If you have an existing project that has not been focusing on your end user’s experience, and you are looking to incorporate user-centered design, then Hurrah! Welcome Aboard! Unfortunately you will have to set aside time to conduct some summative usability testing on the existing system and be willing to take action on those results. The most effective type of testing to do would be moderated testing conducted on-site so that the users can be observed directly and probed for as much insight as possible. Creating the test wouldn’t take long after there was a good understanding of the system, but if user experience hasn’t been the main focus in the development process, then you may be in for a rude awakening. The actionable items coming out of those results could fill an iteration or more, or even a release. The best thing to do is to conduct usability tests on individual processes or tasks in the system and then act immediately on the findings. Try to keep the scope of the test as narrow as possible so scripting the test is quick and too many development tasks don’t result from the testing.
The Danger of Only Doing Just-In-Time-Design
The Agile development process boasts doing things just-in-time to mitigate waste and allow for requirements to change even while code is being written. Just-in-time design can work in cases where a high-level design or concept has been created and approved. It is easy to add an additional screen to an application with a well-thought-out user experience.
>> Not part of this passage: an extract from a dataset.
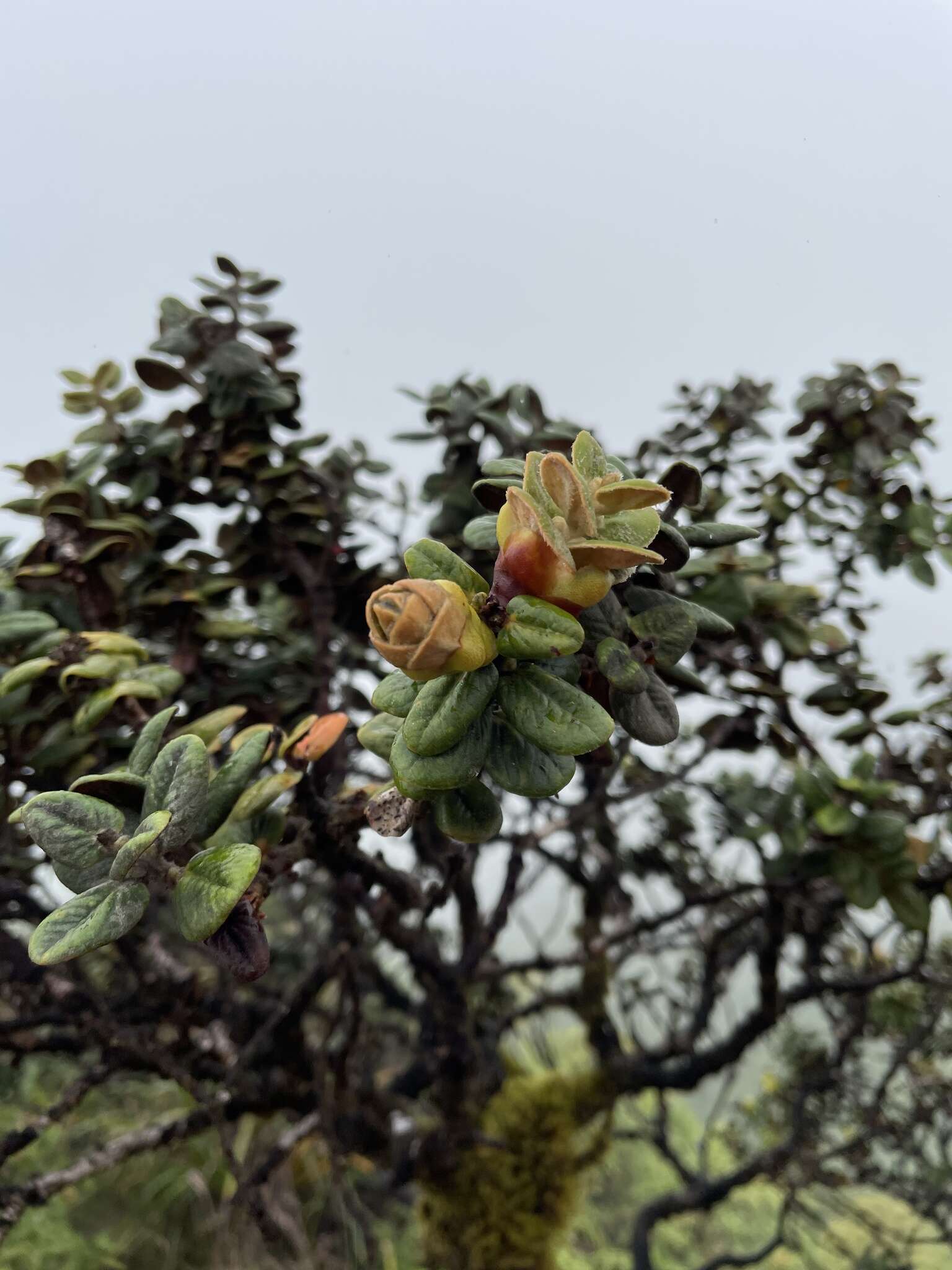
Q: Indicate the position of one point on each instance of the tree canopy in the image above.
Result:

To do true just-in-time design, there runs a huge risk of losing site of the big picture and creating a disjointed user experience or having to often rework several previously developed screens with the addition of a new one. I think just enough design work creates a better, more cohesive end user experience, saves time in development and ultimately saves the client’s money for adding in even more features.
As far as just-in-time usability is concerned, there is only so far we can go with time constraints. Formative testing can be conducted rather quickly and in-sync with shorter development cycles. There is no question that if the user is satisfied with the proposed system before it is built, then there will be less rework when the software is released. Summative testing requires a couple of weeks at least; especially if it is being conducted on a system that wasn’t user-centered in the first place. A system can be dramatically improved from the results of summative testing, especially the first few rounds. Summative testing must be done after development of a feature or task flow is complete so that the user experience is cohesive and able to be tested by end users. The only aspect of a summative usability test that I would even consider to be just-in-time would be acting on the results on the test in the next possible iteration, above any new features.
I have yet to discover a blanket strategy for seamless integration of design and usability into the agile development process. I think the best thing to do is understand the needs of your client and development team the best that you can and then start trying things until you find a good fit. Don’t be afraid to throw out an idea if it isn’t suiting everyone’s needs. The road will be bumpy, but don’t give up. Your users will thank you for thinking about their experience.